Avec Wrinkles the Clown (2019), Michael Beach Nichols nous offre un faux « faux documentaire » sur une figure controversée, suscitant moult émotions : celle du clown. On aurait pu s’attendre à un énième film d’horreur sur cette créature mais il n’en est rien, la piste d’une mise au point et d’une déconstruction du clown étant privilégiée par son réalisateur.
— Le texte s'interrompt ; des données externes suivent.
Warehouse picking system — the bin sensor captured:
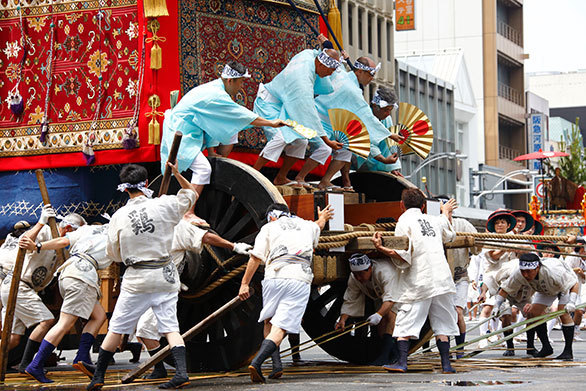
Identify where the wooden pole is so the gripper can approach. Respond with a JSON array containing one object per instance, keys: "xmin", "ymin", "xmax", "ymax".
[
  {"xmin": 158, "ymin": 132, "xmax": 183, "ymax": 197},
  {"xmin": 121, "ymin": 288, "xmax": 248, "ymax": 383},
  {"xmin": 35, "ymin": 169, "xmax": 67, "ymax": 264},
  {"xmin": 0, "ymin": 248, "xmax": 26, "ymax": 382}
]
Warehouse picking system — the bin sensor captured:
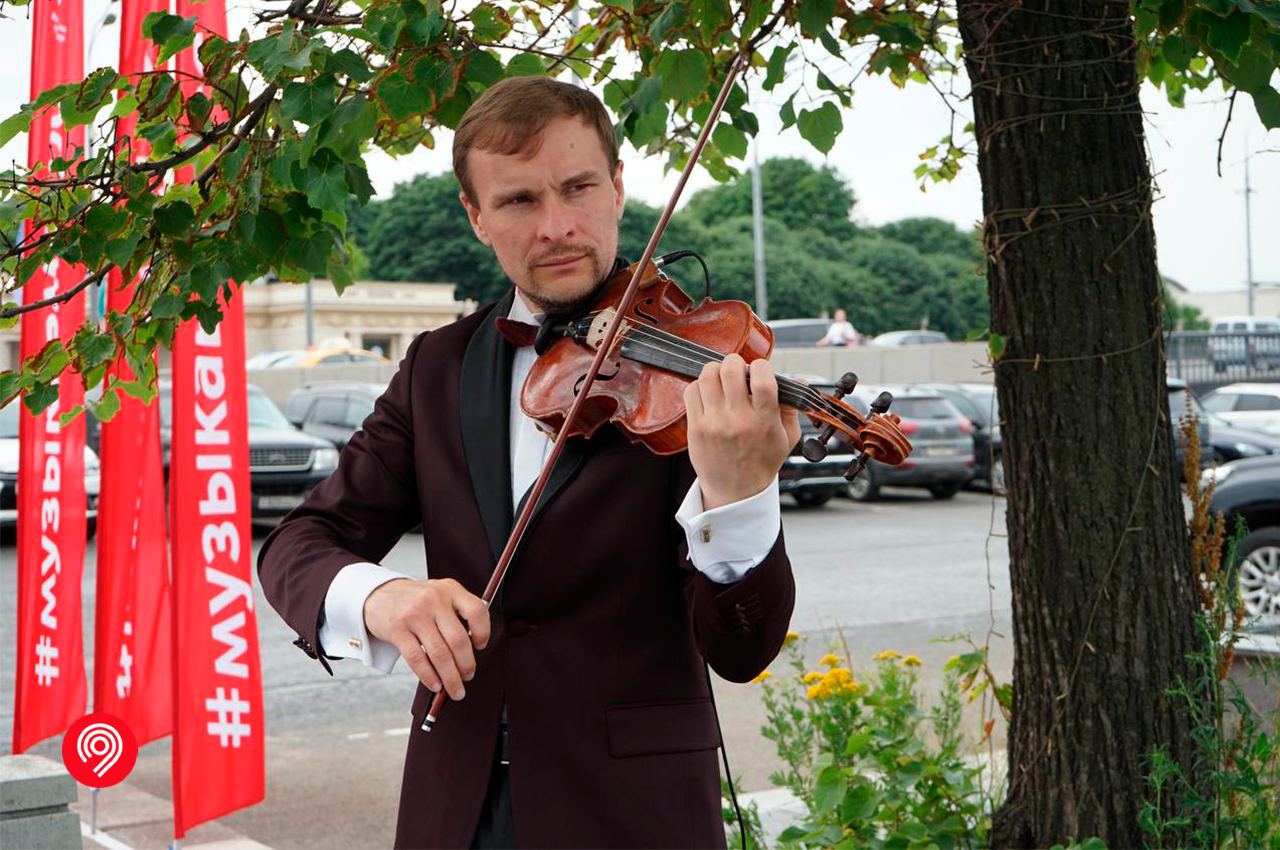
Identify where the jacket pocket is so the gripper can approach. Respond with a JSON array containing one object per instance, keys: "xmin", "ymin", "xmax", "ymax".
[{"xmin": 605, "ymin": 699, "xmax": 719, "ymax": 758}]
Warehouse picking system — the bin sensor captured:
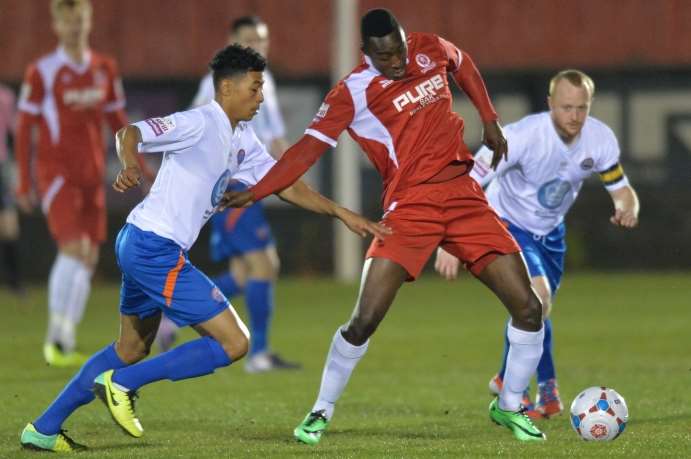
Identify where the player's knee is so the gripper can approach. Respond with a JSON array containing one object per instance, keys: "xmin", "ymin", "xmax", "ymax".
[{"xmin": 115, "ymin": 340, "xmax": 151, "ymax": 365}]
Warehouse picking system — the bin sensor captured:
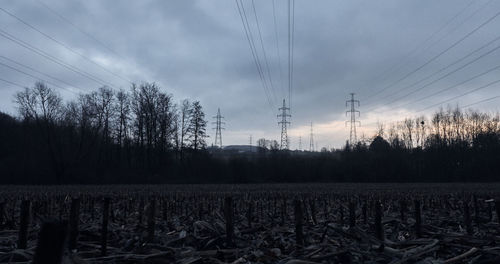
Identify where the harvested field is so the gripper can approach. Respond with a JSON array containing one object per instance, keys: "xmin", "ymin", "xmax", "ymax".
[{"xmin": 0, "ymin": 183, "xmax": 500, "ymax": 264}]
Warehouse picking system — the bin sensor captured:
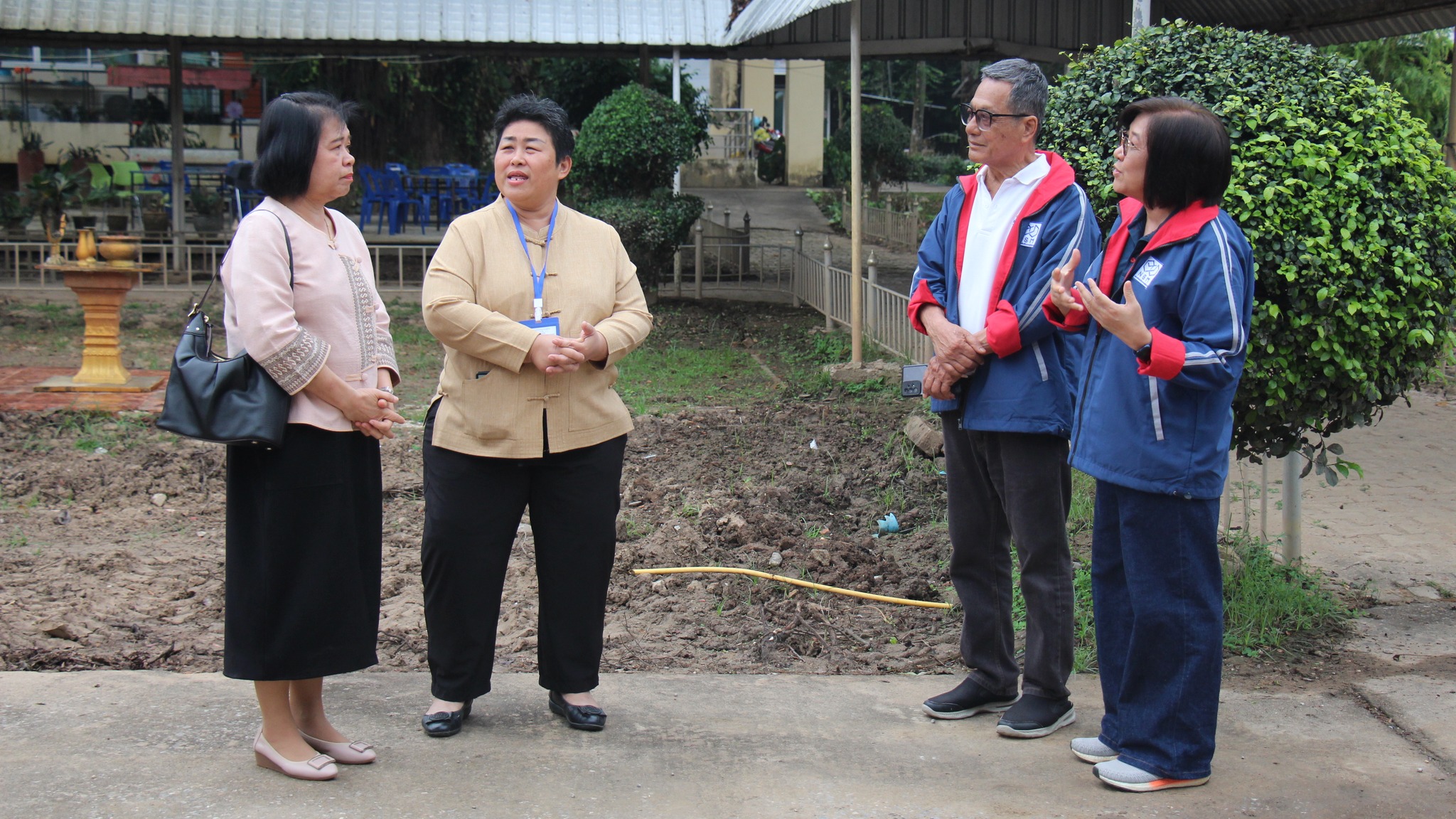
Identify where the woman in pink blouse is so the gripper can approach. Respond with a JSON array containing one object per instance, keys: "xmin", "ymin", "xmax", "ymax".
[{"xmin": 221, "ymin": 93, "xmax": 403, "ymax": 780}]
Dans Wrinkles the Clown, la figure « comique » qu’est le clown est approchée d’une manière anthropologique et sociologique, en soulignant les impacts qu’elle peut avoir sur la construction de la peur, les médias qui la transmettent et qui permettent ainsi de l’ériger comme un mythe aux frontières floues. Wrinkles est ainsi traité comme une véritable légende urbaine, rattachée même à un pan du folklore, la figure du croque-mitaine. La mise en avant des réseaux sociaux dans leur rôle de fabrication d’une figure commune comme image de la peur est savamment montrée à travers un ton léger mais qui ne perd rien de sa pertinence scientifique.
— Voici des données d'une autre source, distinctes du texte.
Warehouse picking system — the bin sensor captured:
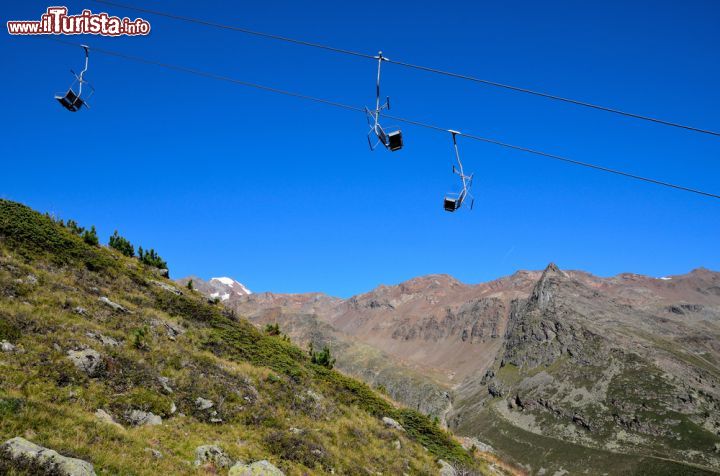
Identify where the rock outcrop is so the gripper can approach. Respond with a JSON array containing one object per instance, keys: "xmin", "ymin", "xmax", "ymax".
[{"xmin": 0, "ymin": 436, "xmax": 95, "ymax": 476}]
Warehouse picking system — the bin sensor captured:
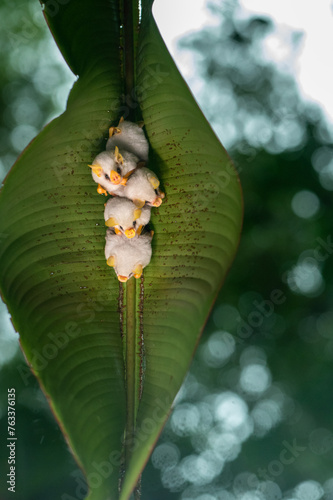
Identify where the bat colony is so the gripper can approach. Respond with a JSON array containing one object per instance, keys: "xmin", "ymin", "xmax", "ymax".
[{"xmin": 89, "ymin": 118, "xmax": 164, "ymax": 282}]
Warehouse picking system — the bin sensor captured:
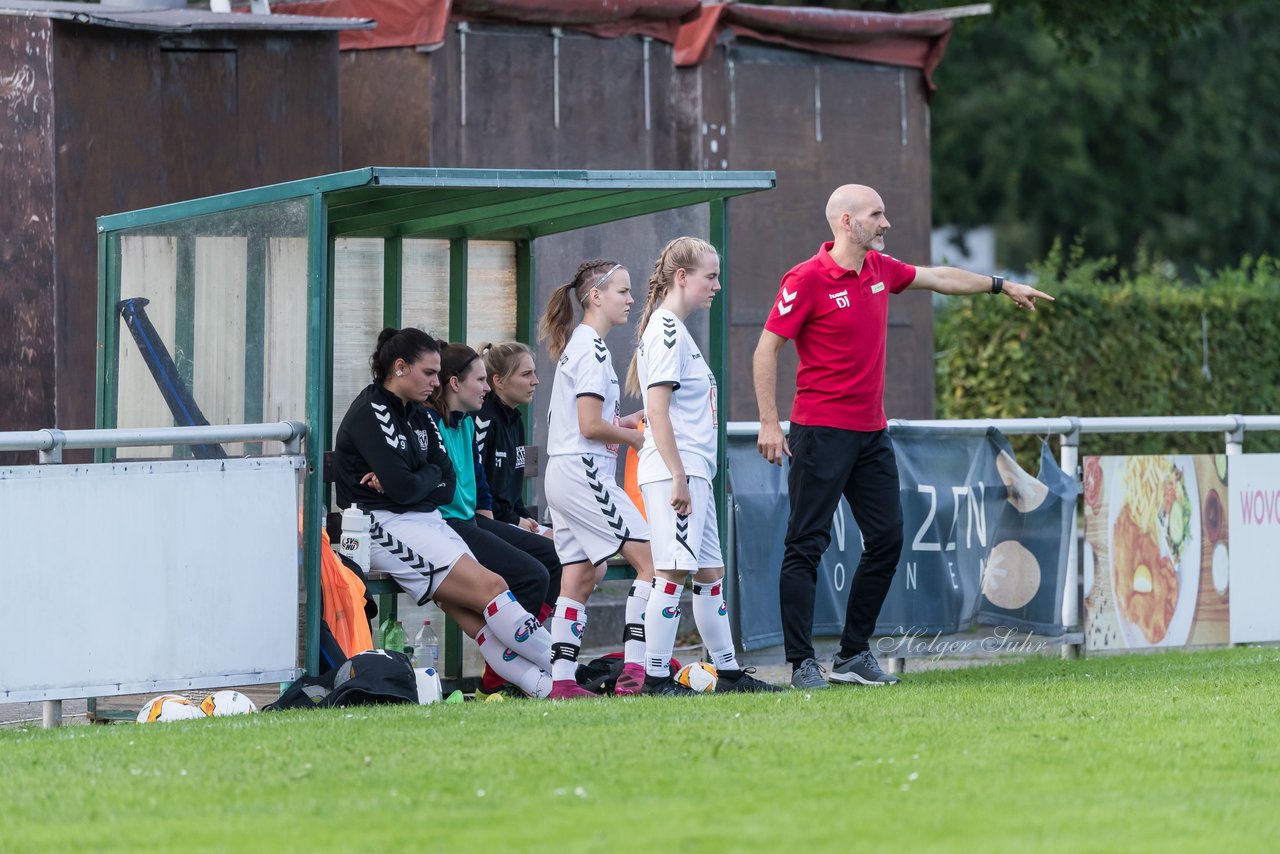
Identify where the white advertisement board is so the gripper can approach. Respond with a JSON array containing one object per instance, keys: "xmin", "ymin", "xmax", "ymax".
[
  {"xmin": 0, "ymin": 457, "xmax": 302, "ymax": 703},
  {"xmin": 1228, "ymin": 453, "xmax": 1280, "ymax": 644}
]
Il en résulte ainsi une œuvre solide et une nouvelle approche du clown qui apporte un vent de fraîcheur dans le paysage cinématographique horrifique. Wrinkles, c’est cette figure inconnue qui nous traumatise mais c’est également derrière le maquillage une personne banale avec des sentiments et une vie personnelle. C’est exactement cette réflexion que le film veut faire transparaître dans son propos, les codes du documentaire étant détournés pour induire en erreur son public. Séparé en deux parties, le documentaire-fiction sur Wrinkles puis l’interview avec la (vraie) personne ayant créé cette figure, Wrinkles the clown s’impose donc comme une œuvre jonglant entre les registres émotionnels et les facettes que la caméra donne à Wrinkles, le montrant sous son jour le plus inquiétant comme le plus anodin !
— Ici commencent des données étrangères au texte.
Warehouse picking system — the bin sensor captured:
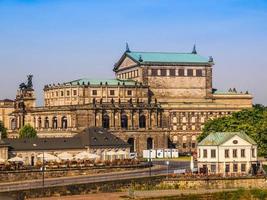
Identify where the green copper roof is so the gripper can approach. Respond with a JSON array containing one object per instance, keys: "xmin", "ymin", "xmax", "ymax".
[
  {"xmin": 126, "ymin": 51, "xmax": 213, "ymax": 64},
  {"xmin": 66, "ymin": 78, "xmax": 136, "ymax": 85},
  {"xmin": 198, "ymin": 132, "xmax": 256, "ymax": 146}
]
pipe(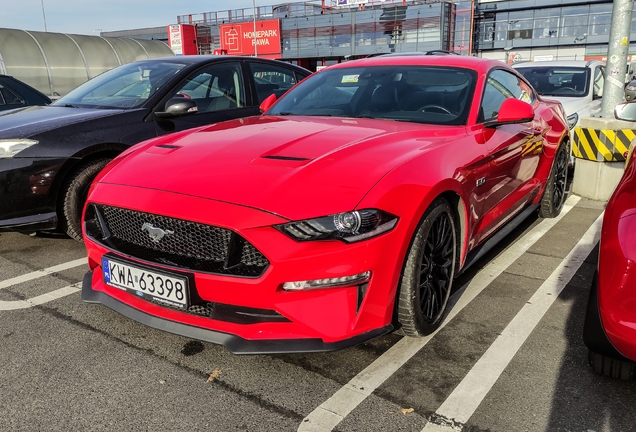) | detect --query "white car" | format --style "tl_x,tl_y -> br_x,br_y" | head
512,60 -> 605,129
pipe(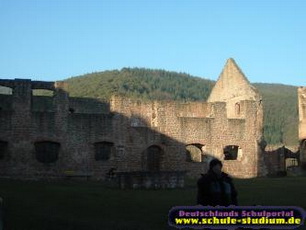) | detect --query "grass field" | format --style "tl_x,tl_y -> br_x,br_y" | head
0,177 -> 306,230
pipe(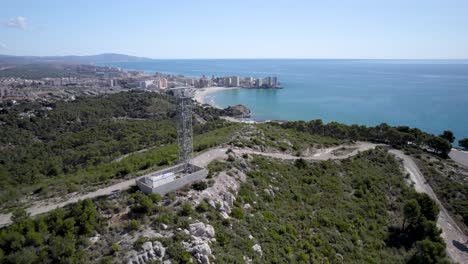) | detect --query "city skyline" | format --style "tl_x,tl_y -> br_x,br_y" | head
0,0 -> 468,59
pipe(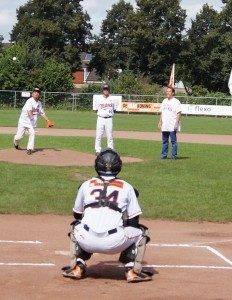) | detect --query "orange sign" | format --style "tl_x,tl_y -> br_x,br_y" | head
121,102 -> 161,113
Si on s’attend à un pur produit horrifique, ce n’est pas Wrinkles qu’il faut regarder ! Une forme de douceur implicite parcourt tout le long-métrage tant la figure du clown est montrée dans sa simplicité et dans son intimité, entre boogeyman et idole d’une partie des adolescent·e·s, Wrinkles est l’exemple parfait pour comprendre la formation d’un symbole et la manière dont il est interprété par le public. Entre amour, peur et haine, Wrinkles the Clown nous montre ainsi que le clown continue à alimenter une peur de l’humanité, sentiment que nous n’avons jamais perdu et qui nous aide à construire une mythologie de l’effroi et un folklore « moderne » dans nos sociétés occidentales ou les croyances sont aseptisées. Ainsi le « désenchantement du monde » ne parait pas encore une théorie applicable, tant la figure montrée dans Wrinkles the Clown est la preuve que les êtres humains sont capables de réactualiser leur peur mais également leurs actions pour y faire face. De la création d’œuvres en tout genre aux performances artistiques guignolesques, ces actions s’apparentent d’ailleurs à de véritables rites de passage qui feraient ressusciter Arnold Van Gennep. Le clown, c’est donc cette figure de la peur et du rire qui nous rattache à un imaginaire collectif et qui empêche encore l’humain·e de sombrer dans une réalité sans mythe et légende beaucoup trop terre à terre.